Azeri-style belligerence is sometimes known as petro-aggression: when a country’s fossil fuel riches and supposed economic clout embolden it to be more aggressive, targeting neighboring states to expand its geopolitical power. “In this situation, … [Azerbaijan] is not only an authoritarian state, which is already a risk factor, but it’s a petro-state,” said Ohanyan. “Petro-states behave completely differently and they are more likely to start wars.”

Fully 50 percent of Azerbaijan’s state budget and 90 percent of its export revenue comes from oil and gas output, showcasing just how intertwined fossil fuels are with the country’s future.  

The shift to renewables needs to accelerate

As the world shifts to more renewable energy, countries such as Azerbaijan or Russia, which heavily rely on fossil fuel exports for their geopolitical power, will face new limits as demand for gas and oil decreases. Renewable energy is a force function for democracy and democratic practices as it decentralizes power and privatizes economic authority, but only when met with government support. “[President Aliyev] going to resist the green transition because if carried out, it would diversify Azerbaijan’s economy and bring new players into it along with decentralizing power, which are all things President Aliyev has been working against,” said Ohanyan. 
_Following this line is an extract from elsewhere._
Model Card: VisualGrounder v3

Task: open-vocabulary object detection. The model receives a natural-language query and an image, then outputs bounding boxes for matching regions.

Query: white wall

Even authoritarians such as Aliyev can’t stop this transition: Azerbaijan recently signed agreements with the Abu Dhabi Future Energy Company for solar and wind projects totaling 1 GW, and the country has a stated goal to reach carbon neutrality by 2050.

Call to action

The conflict in the South Caucasus matters to large multinational corporations and their shift to a greener future, and they should get involved, said Ohanyan: “I think companies need to invest and start paying attention to how conflicts are resolved. Conflicts should be resolved through negotiation and companies need to speak much louder against the use of force.” 

Multinationals, she added, “are a beneficiary of a peaceful transition to a green economy.” Rather than relying on fossil fuel supplies from petro-states, multinational corporations can accelerate their investments in the energy transition and reduce the need for such fossil-fuel imports. Programs such as the REPowerEU, launched in response to Russia’s invasion of Ukraine, are an example of promising action; but for now, the focus on Russia has only shifted fossil-fueled power grabs elsewhere.